The panel also scored a big victory on Wednesday when the supreme court ended Trump’s efforts to shield more than 700 pages of White House records. The treasure trove of documents included a draft executive order directing the Department of Defense to seize voting machines, and appointing a special counsel to look into the election, in support of Trump’s “big lie” that the election was stolen.

Merrick Garland speaks at the Department of Justice. Photograph: Getty Images

“Documents don’t die, they don’t lie,” Wehle said. “A witness can say, ‘Oh, I don’t recall,’ and dance around it. Documents cannot. Secondly, the documents will lead to more people to discuss what happened, including Ivanka Trump.”

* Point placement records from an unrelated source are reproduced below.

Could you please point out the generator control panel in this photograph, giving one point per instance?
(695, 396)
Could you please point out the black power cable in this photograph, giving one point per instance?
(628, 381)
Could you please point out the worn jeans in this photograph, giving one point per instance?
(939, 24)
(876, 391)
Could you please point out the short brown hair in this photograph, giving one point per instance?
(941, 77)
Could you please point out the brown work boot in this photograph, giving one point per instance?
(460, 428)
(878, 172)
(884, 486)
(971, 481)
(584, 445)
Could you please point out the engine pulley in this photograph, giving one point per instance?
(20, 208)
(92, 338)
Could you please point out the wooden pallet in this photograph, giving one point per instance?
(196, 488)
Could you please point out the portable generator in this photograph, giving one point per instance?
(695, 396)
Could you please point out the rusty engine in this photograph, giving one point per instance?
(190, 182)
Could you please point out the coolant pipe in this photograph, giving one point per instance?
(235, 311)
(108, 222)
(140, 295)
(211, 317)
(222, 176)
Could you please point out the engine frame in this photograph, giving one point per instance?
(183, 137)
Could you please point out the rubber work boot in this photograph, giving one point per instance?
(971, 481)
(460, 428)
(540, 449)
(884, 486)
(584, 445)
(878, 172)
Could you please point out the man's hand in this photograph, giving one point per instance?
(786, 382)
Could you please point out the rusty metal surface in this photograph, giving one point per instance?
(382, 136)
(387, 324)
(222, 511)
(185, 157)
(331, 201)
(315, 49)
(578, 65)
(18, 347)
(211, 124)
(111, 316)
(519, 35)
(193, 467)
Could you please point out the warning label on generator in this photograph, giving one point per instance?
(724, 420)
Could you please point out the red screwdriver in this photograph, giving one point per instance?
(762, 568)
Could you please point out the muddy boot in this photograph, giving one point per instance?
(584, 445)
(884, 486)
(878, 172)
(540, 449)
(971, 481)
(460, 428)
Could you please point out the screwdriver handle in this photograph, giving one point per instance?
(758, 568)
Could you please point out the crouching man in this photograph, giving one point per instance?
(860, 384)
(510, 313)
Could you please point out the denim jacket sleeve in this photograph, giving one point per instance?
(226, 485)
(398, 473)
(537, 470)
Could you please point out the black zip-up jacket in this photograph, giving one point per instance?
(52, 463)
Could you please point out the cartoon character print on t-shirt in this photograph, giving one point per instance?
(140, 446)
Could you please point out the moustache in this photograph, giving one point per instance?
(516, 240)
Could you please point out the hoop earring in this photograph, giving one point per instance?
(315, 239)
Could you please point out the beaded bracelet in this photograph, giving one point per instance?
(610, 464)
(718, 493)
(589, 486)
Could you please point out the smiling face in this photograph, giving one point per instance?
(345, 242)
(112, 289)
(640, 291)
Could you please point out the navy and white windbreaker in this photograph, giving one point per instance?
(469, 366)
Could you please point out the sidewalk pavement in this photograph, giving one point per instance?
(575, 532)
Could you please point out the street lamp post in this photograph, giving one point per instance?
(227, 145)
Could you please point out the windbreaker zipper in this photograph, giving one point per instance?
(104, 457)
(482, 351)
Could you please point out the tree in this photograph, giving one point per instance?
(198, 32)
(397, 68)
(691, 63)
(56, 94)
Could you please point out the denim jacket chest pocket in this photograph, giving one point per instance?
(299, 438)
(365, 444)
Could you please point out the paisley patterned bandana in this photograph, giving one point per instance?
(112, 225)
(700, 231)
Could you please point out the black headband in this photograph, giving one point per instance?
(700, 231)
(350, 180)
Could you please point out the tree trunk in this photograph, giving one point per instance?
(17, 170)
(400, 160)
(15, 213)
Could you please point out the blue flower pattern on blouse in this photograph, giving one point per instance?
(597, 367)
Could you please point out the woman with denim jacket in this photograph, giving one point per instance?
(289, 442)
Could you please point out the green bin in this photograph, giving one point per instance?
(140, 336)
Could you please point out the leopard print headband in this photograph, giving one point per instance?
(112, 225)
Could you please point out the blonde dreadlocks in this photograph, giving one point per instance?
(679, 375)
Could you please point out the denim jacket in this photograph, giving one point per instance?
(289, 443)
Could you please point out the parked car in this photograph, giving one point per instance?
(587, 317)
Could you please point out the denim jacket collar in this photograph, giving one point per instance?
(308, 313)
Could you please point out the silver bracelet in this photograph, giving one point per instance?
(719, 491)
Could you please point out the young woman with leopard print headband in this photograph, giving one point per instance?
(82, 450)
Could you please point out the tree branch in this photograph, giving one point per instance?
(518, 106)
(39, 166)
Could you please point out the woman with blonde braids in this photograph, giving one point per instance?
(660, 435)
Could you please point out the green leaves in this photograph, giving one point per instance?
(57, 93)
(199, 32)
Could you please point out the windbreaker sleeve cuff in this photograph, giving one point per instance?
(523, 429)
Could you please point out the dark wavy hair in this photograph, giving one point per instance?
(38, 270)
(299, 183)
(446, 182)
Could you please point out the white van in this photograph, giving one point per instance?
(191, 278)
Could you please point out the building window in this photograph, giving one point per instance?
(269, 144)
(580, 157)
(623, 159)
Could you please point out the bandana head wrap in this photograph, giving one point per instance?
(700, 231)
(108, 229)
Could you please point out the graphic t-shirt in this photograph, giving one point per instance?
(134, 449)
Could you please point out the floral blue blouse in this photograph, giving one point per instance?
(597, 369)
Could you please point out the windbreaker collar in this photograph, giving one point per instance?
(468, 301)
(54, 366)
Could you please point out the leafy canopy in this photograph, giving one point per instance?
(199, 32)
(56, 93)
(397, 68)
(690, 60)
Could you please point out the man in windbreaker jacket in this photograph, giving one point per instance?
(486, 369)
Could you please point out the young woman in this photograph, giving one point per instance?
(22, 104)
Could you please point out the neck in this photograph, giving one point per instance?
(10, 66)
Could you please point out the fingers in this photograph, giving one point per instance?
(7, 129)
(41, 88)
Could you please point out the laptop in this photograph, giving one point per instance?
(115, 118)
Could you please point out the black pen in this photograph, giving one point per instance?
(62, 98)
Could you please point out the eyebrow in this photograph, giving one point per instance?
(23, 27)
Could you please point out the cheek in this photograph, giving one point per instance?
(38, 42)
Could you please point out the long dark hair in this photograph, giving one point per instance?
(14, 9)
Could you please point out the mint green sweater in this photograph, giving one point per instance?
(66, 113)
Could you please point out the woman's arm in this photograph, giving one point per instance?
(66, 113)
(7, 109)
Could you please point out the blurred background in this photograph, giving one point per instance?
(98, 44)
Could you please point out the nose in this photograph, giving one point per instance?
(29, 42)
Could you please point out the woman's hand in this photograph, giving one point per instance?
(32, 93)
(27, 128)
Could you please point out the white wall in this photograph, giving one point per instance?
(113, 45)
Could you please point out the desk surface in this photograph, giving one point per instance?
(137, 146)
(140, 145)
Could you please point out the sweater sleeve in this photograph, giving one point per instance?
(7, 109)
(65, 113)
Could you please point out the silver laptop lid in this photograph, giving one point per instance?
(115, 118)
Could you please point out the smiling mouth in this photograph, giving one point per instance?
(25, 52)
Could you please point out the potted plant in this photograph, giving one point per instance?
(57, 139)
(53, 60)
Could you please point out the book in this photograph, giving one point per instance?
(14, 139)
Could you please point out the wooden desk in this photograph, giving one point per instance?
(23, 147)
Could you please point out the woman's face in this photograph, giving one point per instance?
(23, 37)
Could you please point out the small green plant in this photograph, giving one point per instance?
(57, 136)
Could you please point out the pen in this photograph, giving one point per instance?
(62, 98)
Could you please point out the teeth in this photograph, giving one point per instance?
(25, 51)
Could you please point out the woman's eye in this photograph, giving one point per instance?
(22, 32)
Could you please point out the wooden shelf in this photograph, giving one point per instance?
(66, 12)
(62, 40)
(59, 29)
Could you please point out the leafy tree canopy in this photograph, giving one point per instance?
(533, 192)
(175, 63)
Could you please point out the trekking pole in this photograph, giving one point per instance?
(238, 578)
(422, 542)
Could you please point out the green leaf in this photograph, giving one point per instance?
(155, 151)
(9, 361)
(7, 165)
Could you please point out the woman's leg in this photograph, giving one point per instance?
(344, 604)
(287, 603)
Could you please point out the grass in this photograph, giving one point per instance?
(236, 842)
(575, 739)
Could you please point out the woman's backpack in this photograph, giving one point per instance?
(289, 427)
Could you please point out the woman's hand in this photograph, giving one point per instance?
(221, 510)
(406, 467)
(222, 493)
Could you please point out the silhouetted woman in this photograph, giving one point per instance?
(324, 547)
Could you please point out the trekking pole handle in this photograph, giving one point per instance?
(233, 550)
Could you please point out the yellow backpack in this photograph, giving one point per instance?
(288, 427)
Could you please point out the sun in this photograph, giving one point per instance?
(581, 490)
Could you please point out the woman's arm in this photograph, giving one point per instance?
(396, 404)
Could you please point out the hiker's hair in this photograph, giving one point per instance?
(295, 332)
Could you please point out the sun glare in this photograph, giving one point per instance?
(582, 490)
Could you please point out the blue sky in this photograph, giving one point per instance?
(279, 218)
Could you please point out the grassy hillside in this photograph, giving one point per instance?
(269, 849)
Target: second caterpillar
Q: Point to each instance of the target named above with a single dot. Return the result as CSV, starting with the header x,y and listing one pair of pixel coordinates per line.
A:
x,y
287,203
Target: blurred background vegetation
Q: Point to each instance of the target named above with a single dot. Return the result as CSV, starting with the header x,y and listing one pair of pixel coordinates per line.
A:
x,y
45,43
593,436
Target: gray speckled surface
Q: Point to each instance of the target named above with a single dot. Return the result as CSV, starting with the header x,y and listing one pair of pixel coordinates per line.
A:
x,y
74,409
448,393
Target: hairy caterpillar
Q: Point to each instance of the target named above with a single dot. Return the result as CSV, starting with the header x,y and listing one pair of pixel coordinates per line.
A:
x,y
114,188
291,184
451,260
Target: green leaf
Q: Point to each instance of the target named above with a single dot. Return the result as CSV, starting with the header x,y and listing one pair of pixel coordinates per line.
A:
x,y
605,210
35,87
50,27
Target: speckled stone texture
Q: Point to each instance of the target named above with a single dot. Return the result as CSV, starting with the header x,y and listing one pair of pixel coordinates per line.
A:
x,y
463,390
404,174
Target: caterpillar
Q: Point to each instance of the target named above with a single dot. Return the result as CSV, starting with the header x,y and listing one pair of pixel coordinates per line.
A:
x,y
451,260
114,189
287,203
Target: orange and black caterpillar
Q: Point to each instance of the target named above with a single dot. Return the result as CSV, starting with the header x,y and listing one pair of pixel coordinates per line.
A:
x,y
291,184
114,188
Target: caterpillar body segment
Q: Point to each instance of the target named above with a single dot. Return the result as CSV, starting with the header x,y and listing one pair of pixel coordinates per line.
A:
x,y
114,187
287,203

Trump himself has been uncharacteristically quiet about his week of setbacks, other than two statements attacking Fani Willis, the Democratic district attorney for Fulton county, Georgia, for requesting a grand jury to assist her investigation into his election interference.

“The people looking for the crime are being hounded and the people who committed the crime are being protected,” he said. “This is not the American way.”

To Wehle, the week’s developments have significance not only for Trump but for November midterm elections in which Republicans are tipped to reclaim Congress.

“We have to think about the January 6th committee as getting information to voters before November about sitting members who might be up for reelection,” she said.

“The question is not so much whether Trump will be indicted, but who in a seat of power in the US Congress was potentially involved in this conspiracy.

“Frankly, if American democracy is to be saved from single-party minority rule, November is absolutely vital.”